Methods: 96 (intervention: N=42, control: N=54) Latina mothers of children with ASD aged 8 years or younger from two large cities were enrolled in the RCTs and completed the second follow-up survey (8 months after baseline 4 months after intervention). To discern if the treatment effects sustained across different time points, we conducted repeated measures ANCOVA for outcomes with time, treatment, and an interaction term time*treatment in all models. T3 and the control group served as the reference categories. Maternal education was adjusted for since it was the only significant between-group demographic variable. The following parent outcomes were examined: confidence in and use of EB strategies, and the family outcomes scale (FOS). Child outcomes included social communication questionnaire (SCQ) scores, number of current typical services, and number of current evidence-based services.

Findings: Consistent with findings in the original study, we found that treatment effects were carried through from baseline (T1) to the second follow-up (T3). Compared to their control group counterparts. Mothers in the treatment group on average scored 2.3 points (p=.03, 95% CI=[.2, 4.3]) higher in the confidence in using EB strategies scale, and 2.9 points (p=.04, 95% CI=[.2, 5.5]) higher in the frequency of using EB strategies scale. There were significant positive changes in child outcomes, including numbers of typical and EB services for children whose mothers received intervention. On average, children of mothers from the treatment group received 1.3 additional combined typical and EB services (p<.01, 95% CI=[.5, 2.0]) at follow-up (T3). There were no significant differences in the FOS scale and the child’s SCQ scores.

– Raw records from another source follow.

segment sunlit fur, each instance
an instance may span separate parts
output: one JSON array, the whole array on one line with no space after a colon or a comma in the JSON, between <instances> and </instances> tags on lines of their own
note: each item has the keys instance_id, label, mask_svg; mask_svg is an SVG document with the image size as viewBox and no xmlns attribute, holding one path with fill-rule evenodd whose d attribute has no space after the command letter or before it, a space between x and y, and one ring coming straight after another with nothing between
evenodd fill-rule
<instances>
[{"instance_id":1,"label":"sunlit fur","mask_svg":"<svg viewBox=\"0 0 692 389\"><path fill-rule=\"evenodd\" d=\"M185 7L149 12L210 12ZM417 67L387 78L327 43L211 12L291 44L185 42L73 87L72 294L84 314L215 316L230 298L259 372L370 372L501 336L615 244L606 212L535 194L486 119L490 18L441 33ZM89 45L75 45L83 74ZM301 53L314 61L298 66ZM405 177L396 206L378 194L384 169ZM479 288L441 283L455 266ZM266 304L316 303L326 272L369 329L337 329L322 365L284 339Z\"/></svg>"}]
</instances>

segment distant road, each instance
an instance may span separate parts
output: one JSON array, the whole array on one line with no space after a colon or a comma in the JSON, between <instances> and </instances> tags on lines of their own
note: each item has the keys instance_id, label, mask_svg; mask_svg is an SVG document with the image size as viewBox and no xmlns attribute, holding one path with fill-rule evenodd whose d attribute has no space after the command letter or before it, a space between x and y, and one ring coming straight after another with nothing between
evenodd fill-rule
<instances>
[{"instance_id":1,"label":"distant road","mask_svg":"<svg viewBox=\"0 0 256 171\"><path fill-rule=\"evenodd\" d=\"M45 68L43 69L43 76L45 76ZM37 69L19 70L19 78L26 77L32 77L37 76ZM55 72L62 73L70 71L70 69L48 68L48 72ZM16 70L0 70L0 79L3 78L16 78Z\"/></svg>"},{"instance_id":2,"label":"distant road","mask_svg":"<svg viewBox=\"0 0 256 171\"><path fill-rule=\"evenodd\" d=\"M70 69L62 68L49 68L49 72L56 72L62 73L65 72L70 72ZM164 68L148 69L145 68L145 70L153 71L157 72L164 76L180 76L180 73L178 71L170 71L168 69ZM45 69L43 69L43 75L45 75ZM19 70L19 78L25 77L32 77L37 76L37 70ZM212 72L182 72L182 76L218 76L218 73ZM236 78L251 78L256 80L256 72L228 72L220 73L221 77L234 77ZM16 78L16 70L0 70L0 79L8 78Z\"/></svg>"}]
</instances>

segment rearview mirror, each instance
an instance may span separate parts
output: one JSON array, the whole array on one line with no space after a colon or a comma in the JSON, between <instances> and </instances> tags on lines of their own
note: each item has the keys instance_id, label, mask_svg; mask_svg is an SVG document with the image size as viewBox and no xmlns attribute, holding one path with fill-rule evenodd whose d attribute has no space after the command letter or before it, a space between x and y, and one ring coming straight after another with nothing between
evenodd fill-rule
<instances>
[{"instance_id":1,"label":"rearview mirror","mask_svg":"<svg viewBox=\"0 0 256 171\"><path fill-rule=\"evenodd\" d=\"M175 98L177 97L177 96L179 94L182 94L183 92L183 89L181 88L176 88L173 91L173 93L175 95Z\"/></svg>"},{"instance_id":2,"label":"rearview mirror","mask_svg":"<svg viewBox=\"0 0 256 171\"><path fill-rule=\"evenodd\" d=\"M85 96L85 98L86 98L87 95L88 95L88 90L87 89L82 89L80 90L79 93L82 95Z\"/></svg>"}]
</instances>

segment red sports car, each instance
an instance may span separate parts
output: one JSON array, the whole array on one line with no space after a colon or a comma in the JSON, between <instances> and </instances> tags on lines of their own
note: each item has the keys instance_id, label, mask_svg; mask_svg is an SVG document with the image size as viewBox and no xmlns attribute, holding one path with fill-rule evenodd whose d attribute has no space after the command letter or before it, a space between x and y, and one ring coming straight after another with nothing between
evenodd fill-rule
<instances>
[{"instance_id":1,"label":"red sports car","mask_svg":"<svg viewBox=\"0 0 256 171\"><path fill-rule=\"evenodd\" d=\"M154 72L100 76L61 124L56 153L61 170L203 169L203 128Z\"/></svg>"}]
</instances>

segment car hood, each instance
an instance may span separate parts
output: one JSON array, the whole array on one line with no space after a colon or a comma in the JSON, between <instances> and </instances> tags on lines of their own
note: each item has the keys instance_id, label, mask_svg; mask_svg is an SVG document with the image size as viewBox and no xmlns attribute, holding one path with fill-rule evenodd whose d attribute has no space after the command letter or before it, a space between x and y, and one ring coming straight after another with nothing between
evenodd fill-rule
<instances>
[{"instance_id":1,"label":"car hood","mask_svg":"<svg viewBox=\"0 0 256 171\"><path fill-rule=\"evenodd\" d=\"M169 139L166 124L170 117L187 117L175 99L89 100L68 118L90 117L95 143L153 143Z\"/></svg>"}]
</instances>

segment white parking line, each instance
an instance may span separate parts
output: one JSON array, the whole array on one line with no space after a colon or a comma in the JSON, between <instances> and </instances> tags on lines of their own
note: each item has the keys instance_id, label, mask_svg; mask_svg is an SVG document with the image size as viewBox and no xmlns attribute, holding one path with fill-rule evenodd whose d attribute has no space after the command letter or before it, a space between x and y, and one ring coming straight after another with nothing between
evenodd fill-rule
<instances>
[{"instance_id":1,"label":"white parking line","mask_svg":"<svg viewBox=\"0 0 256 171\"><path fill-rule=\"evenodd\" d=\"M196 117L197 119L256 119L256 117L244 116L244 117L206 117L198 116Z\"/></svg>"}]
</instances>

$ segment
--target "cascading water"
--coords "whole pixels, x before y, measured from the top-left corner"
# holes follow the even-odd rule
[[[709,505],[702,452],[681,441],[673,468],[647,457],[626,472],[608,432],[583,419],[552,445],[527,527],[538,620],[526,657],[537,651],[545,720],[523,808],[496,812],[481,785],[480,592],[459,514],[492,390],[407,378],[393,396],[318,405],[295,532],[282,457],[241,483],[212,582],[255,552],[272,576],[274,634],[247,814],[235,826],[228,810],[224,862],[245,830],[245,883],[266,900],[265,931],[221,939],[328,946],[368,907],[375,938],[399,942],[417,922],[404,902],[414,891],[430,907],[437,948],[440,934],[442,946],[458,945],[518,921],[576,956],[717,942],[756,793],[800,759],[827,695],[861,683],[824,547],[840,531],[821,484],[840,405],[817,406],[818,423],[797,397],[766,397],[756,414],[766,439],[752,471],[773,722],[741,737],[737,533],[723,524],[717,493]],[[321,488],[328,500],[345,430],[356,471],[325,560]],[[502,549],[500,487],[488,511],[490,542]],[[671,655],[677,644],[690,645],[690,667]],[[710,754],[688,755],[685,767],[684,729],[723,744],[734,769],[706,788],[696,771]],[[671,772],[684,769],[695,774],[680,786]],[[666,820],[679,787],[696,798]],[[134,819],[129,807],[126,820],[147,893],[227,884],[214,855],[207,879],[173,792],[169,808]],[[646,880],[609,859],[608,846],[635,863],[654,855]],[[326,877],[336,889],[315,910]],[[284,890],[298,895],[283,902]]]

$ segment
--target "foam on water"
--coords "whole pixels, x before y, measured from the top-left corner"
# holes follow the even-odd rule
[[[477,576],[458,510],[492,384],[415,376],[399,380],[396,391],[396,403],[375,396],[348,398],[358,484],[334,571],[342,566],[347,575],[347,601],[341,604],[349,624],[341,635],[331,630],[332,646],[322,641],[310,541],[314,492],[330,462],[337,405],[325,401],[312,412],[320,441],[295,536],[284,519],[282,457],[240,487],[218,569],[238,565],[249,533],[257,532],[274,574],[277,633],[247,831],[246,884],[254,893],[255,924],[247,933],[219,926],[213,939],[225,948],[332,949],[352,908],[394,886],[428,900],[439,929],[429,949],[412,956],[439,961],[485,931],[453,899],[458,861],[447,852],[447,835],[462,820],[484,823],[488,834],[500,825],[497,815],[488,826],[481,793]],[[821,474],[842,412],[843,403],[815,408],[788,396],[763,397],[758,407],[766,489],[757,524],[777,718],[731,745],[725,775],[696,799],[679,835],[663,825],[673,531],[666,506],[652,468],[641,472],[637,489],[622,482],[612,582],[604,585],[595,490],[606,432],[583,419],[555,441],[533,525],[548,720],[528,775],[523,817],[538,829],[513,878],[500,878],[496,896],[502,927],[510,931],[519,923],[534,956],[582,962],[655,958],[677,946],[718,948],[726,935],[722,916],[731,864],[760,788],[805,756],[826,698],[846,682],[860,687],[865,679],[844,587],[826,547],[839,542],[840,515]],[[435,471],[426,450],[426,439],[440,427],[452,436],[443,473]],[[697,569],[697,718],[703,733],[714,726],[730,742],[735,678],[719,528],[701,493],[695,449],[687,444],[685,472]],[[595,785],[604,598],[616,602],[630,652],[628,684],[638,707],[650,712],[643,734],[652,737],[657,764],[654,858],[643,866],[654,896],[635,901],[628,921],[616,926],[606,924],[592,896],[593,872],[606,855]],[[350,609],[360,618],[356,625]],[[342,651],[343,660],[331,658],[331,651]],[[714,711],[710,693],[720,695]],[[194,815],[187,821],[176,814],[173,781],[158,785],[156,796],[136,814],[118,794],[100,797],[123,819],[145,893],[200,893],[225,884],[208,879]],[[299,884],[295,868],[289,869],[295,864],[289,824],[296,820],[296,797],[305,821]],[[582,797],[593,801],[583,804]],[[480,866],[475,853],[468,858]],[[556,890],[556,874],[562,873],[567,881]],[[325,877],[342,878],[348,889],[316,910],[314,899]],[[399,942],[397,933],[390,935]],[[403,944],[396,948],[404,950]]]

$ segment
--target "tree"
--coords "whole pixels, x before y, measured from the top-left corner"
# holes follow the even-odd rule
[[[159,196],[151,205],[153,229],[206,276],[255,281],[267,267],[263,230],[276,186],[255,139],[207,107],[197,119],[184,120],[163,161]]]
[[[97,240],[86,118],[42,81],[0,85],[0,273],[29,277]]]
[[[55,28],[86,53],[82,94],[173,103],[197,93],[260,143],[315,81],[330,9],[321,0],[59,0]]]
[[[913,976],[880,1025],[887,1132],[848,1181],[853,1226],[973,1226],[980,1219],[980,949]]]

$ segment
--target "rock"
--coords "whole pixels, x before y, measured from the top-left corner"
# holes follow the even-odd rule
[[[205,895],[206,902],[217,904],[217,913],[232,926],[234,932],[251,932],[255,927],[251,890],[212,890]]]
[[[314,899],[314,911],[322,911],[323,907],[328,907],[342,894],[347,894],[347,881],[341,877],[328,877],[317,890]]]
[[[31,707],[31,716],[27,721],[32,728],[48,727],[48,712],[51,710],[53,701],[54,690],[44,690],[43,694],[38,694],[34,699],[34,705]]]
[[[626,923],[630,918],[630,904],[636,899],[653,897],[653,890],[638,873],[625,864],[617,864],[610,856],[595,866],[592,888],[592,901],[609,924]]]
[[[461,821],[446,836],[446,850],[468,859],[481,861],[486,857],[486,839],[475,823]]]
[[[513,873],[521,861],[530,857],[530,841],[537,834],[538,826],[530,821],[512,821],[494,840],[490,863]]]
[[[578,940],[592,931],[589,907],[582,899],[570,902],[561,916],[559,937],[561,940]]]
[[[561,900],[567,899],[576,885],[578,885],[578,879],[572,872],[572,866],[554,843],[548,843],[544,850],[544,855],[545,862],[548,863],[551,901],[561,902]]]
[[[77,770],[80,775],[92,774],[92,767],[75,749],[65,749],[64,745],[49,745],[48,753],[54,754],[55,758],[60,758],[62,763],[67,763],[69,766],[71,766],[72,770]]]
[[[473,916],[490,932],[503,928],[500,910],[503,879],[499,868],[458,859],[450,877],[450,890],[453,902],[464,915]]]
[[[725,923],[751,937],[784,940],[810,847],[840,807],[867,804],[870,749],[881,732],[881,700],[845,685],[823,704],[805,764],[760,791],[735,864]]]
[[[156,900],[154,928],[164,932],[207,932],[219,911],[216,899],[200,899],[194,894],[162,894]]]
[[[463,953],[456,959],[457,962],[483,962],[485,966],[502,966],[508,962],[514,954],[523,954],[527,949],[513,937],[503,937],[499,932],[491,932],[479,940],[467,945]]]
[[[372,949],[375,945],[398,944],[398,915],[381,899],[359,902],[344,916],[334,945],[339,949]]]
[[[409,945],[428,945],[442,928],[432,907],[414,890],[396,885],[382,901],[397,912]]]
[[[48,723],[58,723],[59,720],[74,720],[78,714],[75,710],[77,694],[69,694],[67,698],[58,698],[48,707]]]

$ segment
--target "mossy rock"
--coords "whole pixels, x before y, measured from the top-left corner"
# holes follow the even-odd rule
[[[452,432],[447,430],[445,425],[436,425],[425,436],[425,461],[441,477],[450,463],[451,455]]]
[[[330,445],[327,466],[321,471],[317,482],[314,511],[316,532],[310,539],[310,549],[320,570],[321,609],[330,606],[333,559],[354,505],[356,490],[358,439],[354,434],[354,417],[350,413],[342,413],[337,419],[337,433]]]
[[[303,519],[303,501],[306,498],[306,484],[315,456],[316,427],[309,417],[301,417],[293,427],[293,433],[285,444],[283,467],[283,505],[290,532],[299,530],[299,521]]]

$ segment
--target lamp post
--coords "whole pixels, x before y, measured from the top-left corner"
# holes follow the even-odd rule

Conclusion and implications: The results of this study demonstrated the effects overtime of PTA, a culturally tailored intervention for Latinx mothers of children with ASD. Overall, Latinx mothers in the intervention group showed significant improvements in their confidence in and use of EB strategies for their children with ASD, and the children with ASD showed significant increases in receipt of both typical and EB services compared to the control group, at follow-up four months after intervention. This study demonstrates that outcomes from a culturally tailored approach to autism intervention can be maintained and can be utilized to address disparities in advocacy and services for racial/ethnic minority children with ASD and their families.